Arhavi çevresinde şöyle bir dolaşıyoruz. Ciha Kalesi Cenevizlilerden kalma. Kayaların üstüne oturtulmuş ilginç bir mimari yapısı var. Zirveye kadar trekking, zirvede ise hava sörfü yapılabiliyor. Kale’ye arabayla çıkılabildiğini not edelim.
Arhavi’nin Burun doğal plajı çok ünlü. İncecik çakıl taşları çeşit çeşit renkleriyle insanı büyülüyor. Toplamadan edemiyoruz. Deniz son dterece temiz. Kendimizi serin sulara bırakıyoruz. (Arhavi çevresi hakkında ayrıntılı bilgi almak ve fahri rehberlik hizmetlerinden yararlanmak için 0.466. 312 26 04 no.lu telefondan Ali Batum’u arayabilirsiniz. Sayın Batum Arhavi’ye geçen baskımızda şöyle bir dokunulup geçilmesine dayanamamış ve bize hem bilgi ve hem de fotoğraf göndermişti. Batum’ların çoğalması GEZİ’nin eksiklerinin azalması sonucunu yaratacağını tekrar hatırlatalım.)

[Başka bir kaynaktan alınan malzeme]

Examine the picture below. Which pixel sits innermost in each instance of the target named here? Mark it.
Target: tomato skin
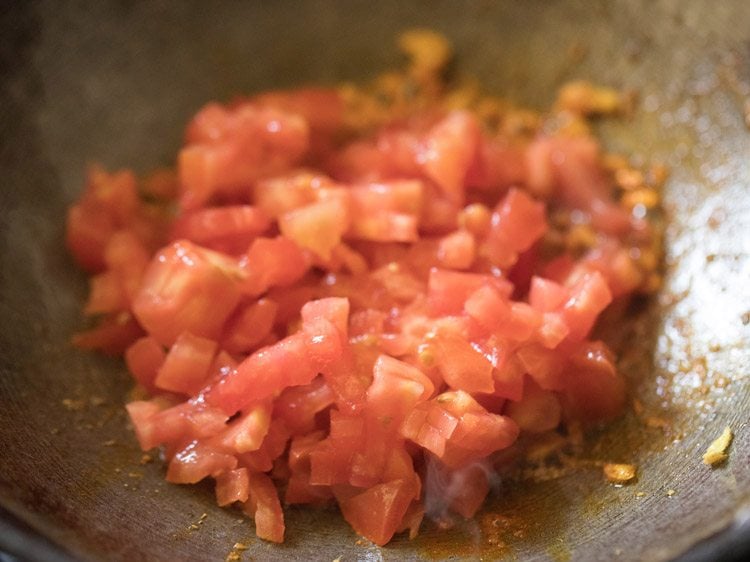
(196, 462)
(377, 512)
(187, 364)
(231, 228)
(318, 227)
(295, 360)
(396, 388)
(463, 367)
(272, 262)
(537, 411)
(449, 149)
(298, 406)
(229, 148)
(588, 297)
(462, 490)
(249, 326)
(187, 288)
(248, 431)
(593, 390)
(517, 222)
(264, 507)
(457, 430)
(232, 486)
(338, 312)
(448, 291)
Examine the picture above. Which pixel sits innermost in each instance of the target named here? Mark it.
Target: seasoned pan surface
(114, 82)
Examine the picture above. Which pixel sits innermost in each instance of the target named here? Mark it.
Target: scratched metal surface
(115, 81)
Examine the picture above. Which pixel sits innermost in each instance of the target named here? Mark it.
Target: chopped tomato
(187, 288)
(377, 512)
(362, 296)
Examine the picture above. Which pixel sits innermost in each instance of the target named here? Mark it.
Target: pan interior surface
(115, 83)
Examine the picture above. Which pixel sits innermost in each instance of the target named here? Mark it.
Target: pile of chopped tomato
(319, 311)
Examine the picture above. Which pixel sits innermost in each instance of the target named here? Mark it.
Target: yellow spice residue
(618, 473)
(716, 453)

Arhavi Tüneli’ni geçiyoruz ve Hopa’dayız. Kıyıdan devam edersek 18 km. sonra Sarp’a geliriz. Sarp Kapısı’nın adını duymuşsunuzdur. Görmek isterseniz gidiş-dönüş 1.5 saat yol yapmalısınız. Ama yolu çok bozuk ve aslında görülecek pek bir şey de yok. Sarp sınır kapısının açılması ile bölgede ticaret canlanmış ancak bunun yanı sıra tuvalet gibi basit alt yapı sorunları dahi çözülememiş durumdadır. Kıyı boyunca geçtiğimiz Arhavi ve Hopa bir tarafı masmavi deniz, bir tarafı dağlara yaslanmış yeşillikler içinde tipik karadeniz kasabalarıdır. Yol üzerinde; Kopmuş, Kemal paşa ve Sarp Plajlarından denize girilebilir. Arhavi’de belediye tarafından yapılan bir plaj vardır.

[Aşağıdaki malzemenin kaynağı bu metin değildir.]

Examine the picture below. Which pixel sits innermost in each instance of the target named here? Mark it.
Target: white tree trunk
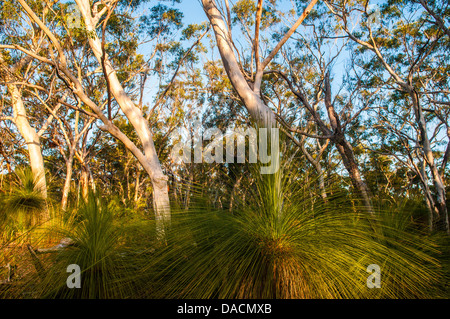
(151, 163)
(255, 106)
(32, 140)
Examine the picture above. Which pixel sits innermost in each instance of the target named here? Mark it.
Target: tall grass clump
(284, 243)
(21, 204)
(99, 249)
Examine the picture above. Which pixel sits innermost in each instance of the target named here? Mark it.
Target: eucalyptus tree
(100, 22)
(404, 45)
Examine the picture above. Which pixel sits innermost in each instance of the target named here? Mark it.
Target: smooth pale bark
(68, 181)
(32, 140)
(441, 206)
(259, 111)
(134, 114)
(345, 149)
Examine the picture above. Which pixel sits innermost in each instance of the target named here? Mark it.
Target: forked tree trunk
(442, 221)
(134, 115)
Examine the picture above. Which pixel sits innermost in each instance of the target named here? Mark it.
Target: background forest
(97, 95)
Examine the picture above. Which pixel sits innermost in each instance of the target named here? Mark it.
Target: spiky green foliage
(100, 250)
(282, 243)
(22, 203)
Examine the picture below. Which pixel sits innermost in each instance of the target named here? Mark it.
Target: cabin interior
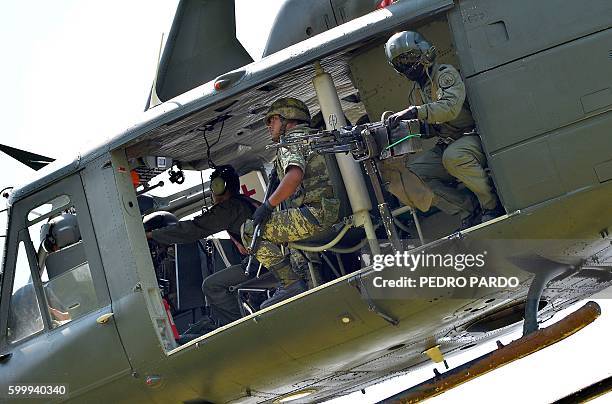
(535, 154)
(234, 132)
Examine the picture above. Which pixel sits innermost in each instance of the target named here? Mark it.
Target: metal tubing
(534, 294)
(349, 168)
(324, 247)
(517, 349)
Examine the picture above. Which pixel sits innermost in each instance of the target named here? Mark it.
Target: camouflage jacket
(228, 215)
(316, 184)
(442, 104)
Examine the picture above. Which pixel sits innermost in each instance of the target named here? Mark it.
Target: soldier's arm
(450, 94)
(288, 185)
(215, 220)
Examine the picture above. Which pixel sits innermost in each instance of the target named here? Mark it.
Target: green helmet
(289, 108)
(406, 49)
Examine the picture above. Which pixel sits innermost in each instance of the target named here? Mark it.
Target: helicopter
(355, 345)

Hopa’dan güneye yönelip yarım saat yol alınca 1860 metre yüksekliğindeki Cankurtaran Geçiti’ni aşarak Borçka’ya geliriz. Tarihi Borçka köprüsünü geçtikten sonra iki saatlik bir yolculukla Karagöl’e gidebiliriz. Yol epeyce bozuk. Borçka’dan yola devam ettiğimizde Çoruh Vadisi’ne giriyoruz. İklim birdenbire değişiyor. Sanki Akdeniz’deyiz.

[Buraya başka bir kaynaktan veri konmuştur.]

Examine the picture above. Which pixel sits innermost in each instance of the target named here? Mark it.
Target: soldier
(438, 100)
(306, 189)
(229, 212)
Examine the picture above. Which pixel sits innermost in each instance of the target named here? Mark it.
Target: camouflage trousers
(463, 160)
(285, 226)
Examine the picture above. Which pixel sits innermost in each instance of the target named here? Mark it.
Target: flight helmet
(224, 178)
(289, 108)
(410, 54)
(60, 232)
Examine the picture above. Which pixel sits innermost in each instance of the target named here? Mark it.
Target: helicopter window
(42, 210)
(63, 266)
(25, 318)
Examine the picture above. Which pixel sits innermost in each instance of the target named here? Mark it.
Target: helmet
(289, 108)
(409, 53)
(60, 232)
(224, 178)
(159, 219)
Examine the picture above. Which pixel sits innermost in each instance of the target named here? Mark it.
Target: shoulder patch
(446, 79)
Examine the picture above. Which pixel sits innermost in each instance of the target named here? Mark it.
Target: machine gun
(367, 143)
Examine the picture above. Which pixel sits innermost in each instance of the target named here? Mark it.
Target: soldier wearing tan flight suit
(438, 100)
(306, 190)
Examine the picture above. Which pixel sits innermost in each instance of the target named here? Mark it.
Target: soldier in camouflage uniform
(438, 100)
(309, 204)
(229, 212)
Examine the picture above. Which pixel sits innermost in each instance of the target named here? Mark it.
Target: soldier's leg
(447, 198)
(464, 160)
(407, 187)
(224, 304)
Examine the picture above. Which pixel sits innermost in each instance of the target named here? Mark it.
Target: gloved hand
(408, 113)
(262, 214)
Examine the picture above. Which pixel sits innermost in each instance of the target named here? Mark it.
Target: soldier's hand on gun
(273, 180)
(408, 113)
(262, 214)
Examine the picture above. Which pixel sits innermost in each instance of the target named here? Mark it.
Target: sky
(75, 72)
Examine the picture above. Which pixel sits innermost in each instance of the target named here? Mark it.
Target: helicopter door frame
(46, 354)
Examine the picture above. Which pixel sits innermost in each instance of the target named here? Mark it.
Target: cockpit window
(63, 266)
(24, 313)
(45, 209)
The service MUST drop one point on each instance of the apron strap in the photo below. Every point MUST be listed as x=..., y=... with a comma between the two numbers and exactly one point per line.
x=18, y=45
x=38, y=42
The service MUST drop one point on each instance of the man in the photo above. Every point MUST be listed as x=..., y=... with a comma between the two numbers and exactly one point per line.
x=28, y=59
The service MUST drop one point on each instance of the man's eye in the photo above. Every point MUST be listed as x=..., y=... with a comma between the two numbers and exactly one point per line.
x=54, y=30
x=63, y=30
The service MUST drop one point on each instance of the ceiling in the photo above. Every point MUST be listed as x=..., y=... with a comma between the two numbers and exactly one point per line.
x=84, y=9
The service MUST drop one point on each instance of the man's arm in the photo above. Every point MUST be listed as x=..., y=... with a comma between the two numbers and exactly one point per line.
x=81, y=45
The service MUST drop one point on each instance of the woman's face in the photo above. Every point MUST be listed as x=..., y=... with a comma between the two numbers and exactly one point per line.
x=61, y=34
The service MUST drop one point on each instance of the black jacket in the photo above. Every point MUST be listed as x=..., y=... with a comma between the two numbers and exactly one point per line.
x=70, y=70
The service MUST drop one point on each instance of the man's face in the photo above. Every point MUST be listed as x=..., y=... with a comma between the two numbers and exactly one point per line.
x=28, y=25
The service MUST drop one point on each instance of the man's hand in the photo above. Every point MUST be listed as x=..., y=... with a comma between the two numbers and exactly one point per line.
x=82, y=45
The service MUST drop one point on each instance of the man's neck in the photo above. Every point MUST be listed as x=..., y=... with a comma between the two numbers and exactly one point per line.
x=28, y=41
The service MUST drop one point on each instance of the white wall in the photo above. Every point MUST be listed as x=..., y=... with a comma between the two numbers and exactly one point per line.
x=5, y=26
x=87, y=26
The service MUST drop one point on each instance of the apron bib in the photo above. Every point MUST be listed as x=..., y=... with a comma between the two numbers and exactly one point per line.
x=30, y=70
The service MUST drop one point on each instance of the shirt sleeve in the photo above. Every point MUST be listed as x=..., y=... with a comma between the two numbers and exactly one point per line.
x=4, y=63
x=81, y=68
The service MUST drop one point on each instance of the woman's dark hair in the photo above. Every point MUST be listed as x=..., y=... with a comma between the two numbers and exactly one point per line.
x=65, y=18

Artvin’e geldik. Şehir merkezine virajlı bir yolu tırmanarak giriyoruz.

ARTVİN
Artvin uzun yıllar Pontus krallığı yönetimi altında kalmış,Fatih’in Pontus devletini yıkmasıyla Osmanlı’lara bağlanmış. 1878 Berlin Antlaşması ile Çarlık Rusyası’na bağlanan Artvin, tekrar Türkiye topraklarına katılmış.
Tarih içinde bir çok medeniyeti barındırmış olan Artvin’de bir çok tarihi yapı bulunmakta. Özellikle sarp kayalar üzerine kurulu kaleler dikkat çekiyor. Artvin, Ardanuç ve Şavşat kaleleri bunlara örnek verilebilir. Yusufeli, İşhan, Rabat, Tekkale ve Cevizli (Şavşat’ın 6 km kuzeydoğusunda) kiliseleri halen ayaktadır. Arhavi’deki Çifte Köprü önemli eserlerden biri.
Çoruh'taArtvin’i, el değmemiş tabii güzellikler beldesi olarak tanımlamak mümkün. Özellikle son dönem yayla turizmi ve rafting yaygınlaşıyor. Şavşat’daki Karagöl, Borçka’daki Karagöl, Şavşat Yaylaları ildeki doğal güzelliklere yalnızca bir kaç örnek.
Borçka - Hopa yolu üzerindeki Çifte Köprüler Bölgesi geniş ormanlık bir alanda derelerin birleştiği bir nokta. Konaklamak için otel ve restaurant var. Bol miktarda alabalık üretiliyor. Artvin’in ünlü bir yemeği de cağ kebabı.
Artvin - Ardanuç arasındaki Cehennem Deresi Kanyonu Colorado’daki Büyük kanyondan sonra bilinen en büyük ikinci kanyondur. Tabii buralara yanınızda yöreyi iyi tanıyan birisi olmadan gitmeye kalkmayın.
İl merkezinin 8. km. batısında 1200 metre yükseklikte bulunan Kafkasör Yaylası doğal güzelliği yanı sıra, her yıl haziran ayında yapılan boğa güreşleri ile de yerli ve yabancı turistlerin ilgisini çekmekte.
Özellikle kış sporları için çok uygun doğal bir piste sahip. 22 bungalovluk bir konaklama tesisi var.
Artvin’den gelirken tırmandığımız virajları inerek ayrılıyoruz. Çoruh Vadisi’ndeyiz tekrar, nehrin akış yönünün tersine yukarıya doğru idare eder bir yolla 1.5 saat gidince Sukavuşumu’na, yirmi dakika sonra da Yusufeli’ne ulaşıyoruz. Yusufeli tam bir meyve cenneti. Konaklayacak küçük otel ve pansiyonlar bulabilirsiniz. Nehrin kıyısındaki Barhal Otel’in bahçesinde yemek yiyebilirsiniz. İlçede Dörtkilise’yi görmeli. Meyve bahçelerini de gezebilirsiniz. Barhal Altıparmak) Köyünde tarihi bir kilise var.
Karadeniz burada bitiyor. batıdan doğuya uzun ve keyifli bir yolculuk yaptığınızı umuyoruz. buradan yol Erzurum’a gidiyor.